Today's New York Times is running an article about the shift in rhetoric that the anti-choice movement has taken. Over the last decade, the anti-choice movement has moved from arguing that the fetus is completely separate from the mother, and therefore worthy of protection to arguing that abortion is never in the best interest of the woman. This is an appropriation of the rhetoric of the reproductive rights groups that support a woman's right to choose.
I find the appropriation both typical of the extreme conservative movement (i.e. "But affirmative action is discrimination"), and absolutely frustrating. They're using this argument despite the fact that 30 years of research suggests that most women have no long term effects from the abortion (psychological or physical) It continues to infantilize women, suggesting that adult women cannot make medical decisions on their own, and cannot live with the repercussions of those decisions. Certainly, electing to abort a fetus can be devastating to a woman, but as Jessica Valenti points out in her recent book, noone's really talking about the effect that the protests in front of abortion clinics, and the general move towards stigmatizing women who have abortions, has on women who elect to have this procedure.
(Does this remind anyone else of "The Yellow Wallpaper"? Men doing their best to help a woman, no matter the devastating cost?)

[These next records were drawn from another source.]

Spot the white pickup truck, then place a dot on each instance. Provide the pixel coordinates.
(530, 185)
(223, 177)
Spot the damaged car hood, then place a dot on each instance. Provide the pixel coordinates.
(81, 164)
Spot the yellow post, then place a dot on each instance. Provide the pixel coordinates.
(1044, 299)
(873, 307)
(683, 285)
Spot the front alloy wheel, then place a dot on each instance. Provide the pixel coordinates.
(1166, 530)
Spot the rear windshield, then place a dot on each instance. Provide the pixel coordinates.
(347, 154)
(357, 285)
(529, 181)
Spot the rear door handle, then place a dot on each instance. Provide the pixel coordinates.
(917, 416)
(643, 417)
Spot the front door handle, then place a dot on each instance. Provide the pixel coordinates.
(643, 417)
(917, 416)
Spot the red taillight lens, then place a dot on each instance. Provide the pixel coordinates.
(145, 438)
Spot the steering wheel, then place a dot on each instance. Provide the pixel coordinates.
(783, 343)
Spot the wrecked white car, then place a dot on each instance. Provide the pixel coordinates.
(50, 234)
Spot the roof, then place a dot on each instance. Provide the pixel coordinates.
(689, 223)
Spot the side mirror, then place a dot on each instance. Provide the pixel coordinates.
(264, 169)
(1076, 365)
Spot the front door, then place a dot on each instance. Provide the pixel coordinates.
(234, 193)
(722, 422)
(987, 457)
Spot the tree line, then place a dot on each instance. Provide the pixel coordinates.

This argument was at the center of the recent defense of the "Partial Birth Abortion Ban" lawsuit, in which the supreme court upheld the ban on the procedure (nevermind that there's not actually a procedure called this, and the law itself is really vague). Fortunately, Ruth Bader Ginsburg wrote in her dissenting position that “The court invokes an anti-abortion shibboleth for which it concededly has no reliable evidence.” At least some of the justices understand the importance of actually using factual evidence rather than just annecdote and emotional manipulation that insults reasonable people and infantalizes women everywhere.